On April 3, Business Insider uncovered how more than 530 million Facebook users personal information had been made publicly available in an unsecured database – this included names, email addresses, and phone numbers.
And now, VPN provider Surfshark has revealed that of the affected users, Egypt is the number one victim of this hack with the accounts of 45.1 million users being exposed while 14.3 million users were South African.

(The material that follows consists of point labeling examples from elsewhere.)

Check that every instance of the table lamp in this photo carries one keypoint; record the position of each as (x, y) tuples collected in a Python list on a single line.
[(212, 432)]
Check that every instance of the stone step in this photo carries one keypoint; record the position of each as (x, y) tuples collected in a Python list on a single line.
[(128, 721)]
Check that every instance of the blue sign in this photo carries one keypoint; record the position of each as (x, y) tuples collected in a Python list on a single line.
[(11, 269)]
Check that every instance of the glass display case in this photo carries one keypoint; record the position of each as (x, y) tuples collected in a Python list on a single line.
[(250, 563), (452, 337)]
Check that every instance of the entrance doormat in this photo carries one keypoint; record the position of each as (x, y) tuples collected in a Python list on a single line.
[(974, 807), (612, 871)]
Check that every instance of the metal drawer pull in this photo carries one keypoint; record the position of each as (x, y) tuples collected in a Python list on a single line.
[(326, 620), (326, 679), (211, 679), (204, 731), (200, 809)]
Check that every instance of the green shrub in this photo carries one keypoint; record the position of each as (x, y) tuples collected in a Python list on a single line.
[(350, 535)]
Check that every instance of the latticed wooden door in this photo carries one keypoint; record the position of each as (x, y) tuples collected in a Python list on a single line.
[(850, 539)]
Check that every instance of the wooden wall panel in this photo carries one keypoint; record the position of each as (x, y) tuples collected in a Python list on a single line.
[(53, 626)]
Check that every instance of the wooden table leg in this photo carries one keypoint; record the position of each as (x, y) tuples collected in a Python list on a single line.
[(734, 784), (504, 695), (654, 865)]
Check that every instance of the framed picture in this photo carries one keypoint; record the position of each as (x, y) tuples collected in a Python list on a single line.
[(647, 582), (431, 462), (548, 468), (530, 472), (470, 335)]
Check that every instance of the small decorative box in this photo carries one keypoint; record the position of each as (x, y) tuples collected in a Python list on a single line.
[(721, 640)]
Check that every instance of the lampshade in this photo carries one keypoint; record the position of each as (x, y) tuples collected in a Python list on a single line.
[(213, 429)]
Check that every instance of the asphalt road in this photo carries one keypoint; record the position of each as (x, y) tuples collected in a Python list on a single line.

In general, the top 10 countries by breaches make up 50% of all the breach cases – and of those cases, fewer than 10% of the profiles had their addresses exposed. On the other hand, nearly 90% of the users suffered from phone number leaks
Facebook has since disclosed that it doesn’t plan to notify the users whose data was exposed online. According to The Verge, the social media platform “cited two reasons as to why it’s not telling users proactively: it says it’s not confident it would know which users would need to be notified and that users wouldn’t be able to do anything about the data being online”.
Facebook believes that the data leak is the result of malicious actors who obtained the data by scraping it from the platform prior to September 2019.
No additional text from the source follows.